The question flustered her. Then she answered steadily, “Yes. Owen made an error. He has paid the price, six months in the Marshalsea. I trust that is the end of it, for I want no part in these religious wrangles.”
“Yet you are loyal to him. Father told me. It grieves him.”
“I took Owen for better or worse. I believe better days lie ahead.”
“Where is he? He does not live with you here?”
“He has taken a position as secretary to the Earl of Northumberland.”
Robert seemed surprised.
Kate looked away, uncomfortable. This was not what she wanted to talk about! She stopped walking.
“Why did you lie?”
He stopped, too, startled. “Pardon me?”
“Your interrogation at Whitehall. You told Lord Burghley and the others you had never met Westmorland. But you did. We both did. Why did you say you hadn't?”

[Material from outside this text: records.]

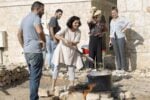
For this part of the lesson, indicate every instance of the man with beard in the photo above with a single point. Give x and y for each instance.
(32, 39)
(51, 41)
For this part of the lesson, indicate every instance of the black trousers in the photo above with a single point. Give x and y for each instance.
(95, 50)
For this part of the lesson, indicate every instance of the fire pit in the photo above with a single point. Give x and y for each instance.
(101, 79)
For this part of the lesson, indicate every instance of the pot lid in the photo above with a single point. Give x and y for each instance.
(100, 73)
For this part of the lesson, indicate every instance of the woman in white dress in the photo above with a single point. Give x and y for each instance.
(65, 51)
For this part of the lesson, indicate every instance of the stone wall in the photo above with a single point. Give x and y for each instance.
(138, 48)
(12, 12)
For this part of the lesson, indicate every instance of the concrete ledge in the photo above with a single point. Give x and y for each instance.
(28, 3)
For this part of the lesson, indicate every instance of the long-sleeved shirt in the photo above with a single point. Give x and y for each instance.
(96, 29)
(116, 27)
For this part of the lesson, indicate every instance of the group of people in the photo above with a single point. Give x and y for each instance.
(61, 44)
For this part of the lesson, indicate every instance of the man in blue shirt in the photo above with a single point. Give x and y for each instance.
(32, 39)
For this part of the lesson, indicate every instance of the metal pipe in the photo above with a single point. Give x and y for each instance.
(1, 57)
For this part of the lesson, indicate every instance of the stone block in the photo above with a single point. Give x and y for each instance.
(75, 96)
(134, 5)
(93, 96)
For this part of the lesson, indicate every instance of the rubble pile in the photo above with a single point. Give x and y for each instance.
(12, 73)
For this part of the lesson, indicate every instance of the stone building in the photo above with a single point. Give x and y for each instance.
(138, 49)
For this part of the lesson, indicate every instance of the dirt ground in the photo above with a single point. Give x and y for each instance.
(140, 87)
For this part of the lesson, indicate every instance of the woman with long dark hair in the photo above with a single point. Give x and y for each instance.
(65, 52)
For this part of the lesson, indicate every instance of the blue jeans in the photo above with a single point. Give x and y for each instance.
(50, 46)
(35, 64)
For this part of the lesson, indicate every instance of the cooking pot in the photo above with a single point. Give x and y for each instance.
(101, 79)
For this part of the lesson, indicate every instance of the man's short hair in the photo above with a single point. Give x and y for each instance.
(115, 8)
(36, 5)
(71, 20)
(59, 10)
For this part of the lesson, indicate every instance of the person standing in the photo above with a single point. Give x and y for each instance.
(97, 29)
(53, 28)
(66, 52)
(118, 26)
(32, 39)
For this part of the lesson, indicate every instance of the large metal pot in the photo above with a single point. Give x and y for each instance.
(101, 79)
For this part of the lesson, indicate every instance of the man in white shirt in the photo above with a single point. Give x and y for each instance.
(118, 26)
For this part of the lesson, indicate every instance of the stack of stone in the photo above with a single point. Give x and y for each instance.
(11, 74)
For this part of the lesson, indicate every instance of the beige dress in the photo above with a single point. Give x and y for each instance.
(66, 55)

Looking at her, he was still. His face, mottled by the leaves' shadows, was unreadable. He asked, “How do you know what I said?”
She was prepared for this. “I saw the transcript of your testimony. I paid the clerk to show me. So many people were ready to believe the worst about you, about Mother's influence on you, I simply had to know what happened when the council brought you in. So I found the clerk and paid him. Now, please answer me. That day at Westmorland's house when we were children, it meant so much to Mother she drilled you afterward on how to properly address him. We made sport of it for days, you and I. So why did you mislead Burghley?”
He stared at her for a long moment. “Mislead? I did no such thing. How could I, knowing Lord Burghley held my life in his hands?”
“I don't know
why
you did it, but you did. Everyone knows Westmorland is an enemy of England, so Mother's connection to him would hardly slip your mind.”